Dans le cadre romanesque de l’auditorium Pedrotti qui fait penser à la salle Gaveau avec son ravissant petit orgue évoquant Vingt mille lieux sous les mers, le ténor américain établit d’emblée un contact chaleureux. Au début, malgré son goût évident pour la mélodie intimiste, le chanteur a un certain mal à ne pas se laisser dépasser par son lyrisme. En dépit de l’évolution de sa voix, on subit par à coups des écarts de volume excessifs, des aigus en force et des notes emphatiques qui rompent quelque peu le charme. Toutefois, son sens du phrasé, sa manière d’alléger élégamment le son dans les moments tendres, et surtout une excellente diction, particulièrement en français — qui ne se souvient de l’Énée limpide des Troyens de Berlioz au Châtelet ? — le rendent toujours agréable à suivre.

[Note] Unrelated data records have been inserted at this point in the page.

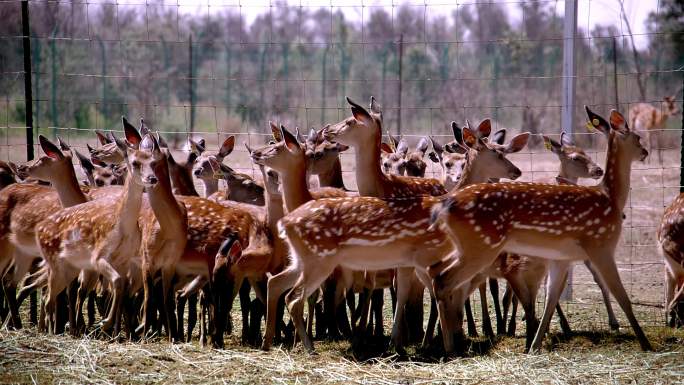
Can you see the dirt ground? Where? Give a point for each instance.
(592, 355)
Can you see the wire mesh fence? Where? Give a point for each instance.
(218, 68)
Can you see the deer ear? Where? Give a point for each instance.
(436, 146)
(359, 112)
(499, 136)
(618, 122)
(484, 128)
(469, 138)
(341, 147)
(144, 130)
(517, 143)
(227, 146)
(551, 145)
(456, 131)
(131, 133)
(375, 106)
(86, 164)
(597, 122)
(62, 145)
(290, 140)
(422, 145)
(49, 148)
(102, 137)
(566, 139)
(402, 147)
(275, 131)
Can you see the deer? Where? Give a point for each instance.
(366, 232)
(651, 120)
(23, 206)
(671, 247)
(561, 223)
(574, 164)
(205, 168)
(101, 236)
(99, 174)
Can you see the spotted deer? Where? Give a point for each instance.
(562, 223)
(206, 169)
(101, 236)
(23, 206)
(100, 174)
(651, 120)
(323, 159)
(671, 247)
(289, 159)
(369, 233)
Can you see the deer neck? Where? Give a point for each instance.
(333, 176)
(164, 205)
(473, 172)
(616, 181)
(295, 189)
(210, 186)
(566, 176)
(370, 179)
(129, 204)
(275, 210)
(68, 190)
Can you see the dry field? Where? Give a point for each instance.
(592, 355)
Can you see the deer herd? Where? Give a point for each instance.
(136, 242)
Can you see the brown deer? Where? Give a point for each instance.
(205, 168)
(671, 247)
(651, 120)
(561, 223)
(23, 206)
(101, 236)
(368, 233)
(100, 174)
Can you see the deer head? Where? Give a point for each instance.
(575, 163)
(363, 126)
(53, 165)
(205, 166)
(143, 156)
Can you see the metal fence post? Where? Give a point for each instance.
(28, 102)
(568, 105)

Pour échauffer sa voix avec quelques ornementations, Gregory Kunde commence par une cantate de Francesco Conti, compositeur florentin du début du XVIIIe. Puis, il s’engage prudemment dans un cycle d’Ottorino Respighi. Les trois premières de ces mélodies d’inspiration post-vériste ne stimulent guère son ardeur, mais c’est avec une grande délicatesse qu’il rend les demi-teintes d’Acqua comme de Crepusculo. Malheureusement, la délicieuse mélodie À Chloris de Reynaldo Hahn, sur un poème de Théophile de Viau, ne donne pas tout son suc ; Nell de Gabriel Fauré et Hébé d’Ernest Chausson demeurent assez ternes malgré la clarté des poèmes.
En revanche, bénéficiant du lyrisme naturel du chanteur, Psyché d’Émile Paladilhe, compositeur de musique religieuse et d’opéras totalement oubliés, et surtout, Phydilé d’Henri Duparc sur un poème de Leconte de Lisle, exhalent leur subtil parfum romantique. Indéniablement : les deux moments de grâce à retenir de ce récital.
Avec quatre des Seven Elizabethan Lyrics de Roger Quilter, Gregory Kunde nous ramène en douceur sur ses terres avant de conclure sur Rossini par un “Asile héréditaire“ de Guillaume Tell aux limites de son art consommé.